We’ve talked about bike locks a lot on TreeHugger. A good lock is essential if you’re going to use your bike around town because bikes are one of the most frequently stolen objects. They’re often easy targets because many locks can easily be picked or severed, but lately there have been many smart bike locks come on the market that bring high tech solutions to that problem. The locks have to be unlocked using a smartphone, use GPS to track your bike if it’s stolen and more.

Those locks are great, but the truth is, the future has always been the fingerprint bike lock and with fingerprint recognition coming to our phones, it was only a matter of time.
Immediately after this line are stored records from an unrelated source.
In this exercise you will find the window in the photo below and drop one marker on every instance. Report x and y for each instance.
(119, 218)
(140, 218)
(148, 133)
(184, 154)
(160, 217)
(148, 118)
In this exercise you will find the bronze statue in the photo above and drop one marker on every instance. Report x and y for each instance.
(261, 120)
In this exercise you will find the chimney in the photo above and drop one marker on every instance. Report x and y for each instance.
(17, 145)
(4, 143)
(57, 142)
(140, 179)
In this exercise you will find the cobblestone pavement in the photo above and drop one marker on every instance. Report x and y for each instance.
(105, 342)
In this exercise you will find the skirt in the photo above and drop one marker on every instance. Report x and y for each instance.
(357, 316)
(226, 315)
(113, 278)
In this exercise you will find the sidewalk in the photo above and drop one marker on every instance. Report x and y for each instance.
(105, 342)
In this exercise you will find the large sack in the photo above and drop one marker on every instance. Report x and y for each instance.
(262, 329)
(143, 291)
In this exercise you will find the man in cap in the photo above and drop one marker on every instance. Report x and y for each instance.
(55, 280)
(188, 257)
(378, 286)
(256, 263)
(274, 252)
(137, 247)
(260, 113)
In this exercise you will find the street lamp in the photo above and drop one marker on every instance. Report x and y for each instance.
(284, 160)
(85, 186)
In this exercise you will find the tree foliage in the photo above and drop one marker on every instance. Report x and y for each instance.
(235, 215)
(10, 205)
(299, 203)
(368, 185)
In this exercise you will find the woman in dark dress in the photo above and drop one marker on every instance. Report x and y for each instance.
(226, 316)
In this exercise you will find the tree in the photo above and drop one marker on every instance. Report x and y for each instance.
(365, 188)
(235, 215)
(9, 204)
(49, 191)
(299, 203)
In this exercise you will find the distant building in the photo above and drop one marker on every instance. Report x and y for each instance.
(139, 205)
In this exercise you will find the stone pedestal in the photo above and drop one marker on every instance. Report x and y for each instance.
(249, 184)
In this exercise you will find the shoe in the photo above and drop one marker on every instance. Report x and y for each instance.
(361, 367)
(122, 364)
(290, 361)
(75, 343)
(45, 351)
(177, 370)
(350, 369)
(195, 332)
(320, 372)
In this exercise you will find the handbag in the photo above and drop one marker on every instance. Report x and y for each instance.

Having a fingerprint scanner ensures you’re the only one unlocking your bike and it’s also the simplest way — no keys, combinations or smartphone required.

That future is finally here, at least on Kickstarter. The Grasp Lock, developed in partnership with the University of Waterloo engineering department, is a water-resistant, battery-powered smart lock with a built-in fingerprint scanner. The lock works with an app, which is used when first setting up the lock to add approved fingerprints for unlocking, but after that you don’t need to use the app day-to-day. You can add up to 20 fingerprints and manage that list at any time, even restricting some users to certain times of day. The app can be used to unlock the bike over Bluetooth if the fingerprint scanner ever malfunctions.
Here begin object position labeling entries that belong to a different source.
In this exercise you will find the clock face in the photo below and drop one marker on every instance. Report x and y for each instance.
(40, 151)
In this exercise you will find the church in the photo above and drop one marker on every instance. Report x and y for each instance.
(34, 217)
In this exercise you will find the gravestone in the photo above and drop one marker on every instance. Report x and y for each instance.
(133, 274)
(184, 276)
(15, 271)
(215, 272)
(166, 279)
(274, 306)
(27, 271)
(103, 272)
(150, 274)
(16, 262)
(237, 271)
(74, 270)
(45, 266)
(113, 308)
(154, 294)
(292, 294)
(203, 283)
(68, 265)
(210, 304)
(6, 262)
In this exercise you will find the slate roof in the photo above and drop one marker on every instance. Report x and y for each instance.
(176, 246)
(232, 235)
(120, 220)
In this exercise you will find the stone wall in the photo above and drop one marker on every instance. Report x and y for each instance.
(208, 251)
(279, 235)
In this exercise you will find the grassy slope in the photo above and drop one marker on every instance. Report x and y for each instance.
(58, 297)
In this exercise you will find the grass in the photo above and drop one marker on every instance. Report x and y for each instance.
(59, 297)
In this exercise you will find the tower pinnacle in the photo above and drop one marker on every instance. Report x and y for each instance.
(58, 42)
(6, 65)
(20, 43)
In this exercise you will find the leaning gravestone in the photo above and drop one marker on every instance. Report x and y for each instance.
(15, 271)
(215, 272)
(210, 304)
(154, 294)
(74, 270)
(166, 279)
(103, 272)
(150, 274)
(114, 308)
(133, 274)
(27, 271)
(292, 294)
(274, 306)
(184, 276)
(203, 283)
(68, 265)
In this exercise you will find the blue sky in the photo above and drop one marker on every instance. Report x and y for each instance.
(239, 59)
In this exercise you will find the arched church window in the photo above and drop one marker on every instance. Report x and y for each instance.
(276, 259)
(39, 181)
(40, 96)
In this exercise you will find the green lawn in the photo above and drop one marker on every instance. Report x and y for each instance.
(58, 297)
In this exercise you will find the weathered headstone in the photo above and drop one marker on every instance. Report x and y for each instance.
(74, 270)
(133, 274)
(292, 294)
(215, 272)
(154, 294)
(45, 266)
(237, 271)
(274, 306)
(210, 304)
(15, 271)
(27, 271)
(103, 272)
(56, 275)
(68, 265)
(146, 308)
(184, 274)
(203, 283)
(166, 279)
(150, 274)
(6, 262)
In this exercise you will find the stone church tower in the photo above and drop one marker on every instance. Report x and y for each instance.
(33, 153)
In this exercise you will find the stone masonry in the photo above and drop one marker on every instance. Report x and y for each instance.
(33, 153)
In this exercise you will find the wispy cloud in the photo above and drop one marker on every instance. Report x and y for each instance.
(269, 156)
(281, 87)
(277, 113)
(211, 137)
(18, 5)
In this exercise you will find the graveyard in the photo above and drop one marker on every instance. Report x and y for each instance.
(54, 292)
grasp lock app© Grasp Lock

The low-power lock runs on three AAA batteries that the creators say should last a year without needing to be replaced. The app monitors the battery level and tells you when they’re getting low. If the batteries die or are removed while your bike is secured, the lock remains closed until you put in new batteries.

The lock was designed much like the better dumb locks out there using hardened steel and with reinforced joints to make it less susceptible to bolt cutters.

Lloyd wrote about the risk of buying a product on Kickstarter when he received a disappointing version of a keyboard he supported and at a much later date than expected. The Grasp team seems to be trying to minimize that risk as much as possible by detailing a year-long timeline from the campaign until products ship, to give room for any errors that pop up along the way.

A pledge of $99 – $129 gets you a Grasp Lock and it’s set to retail for $159 after the campaign.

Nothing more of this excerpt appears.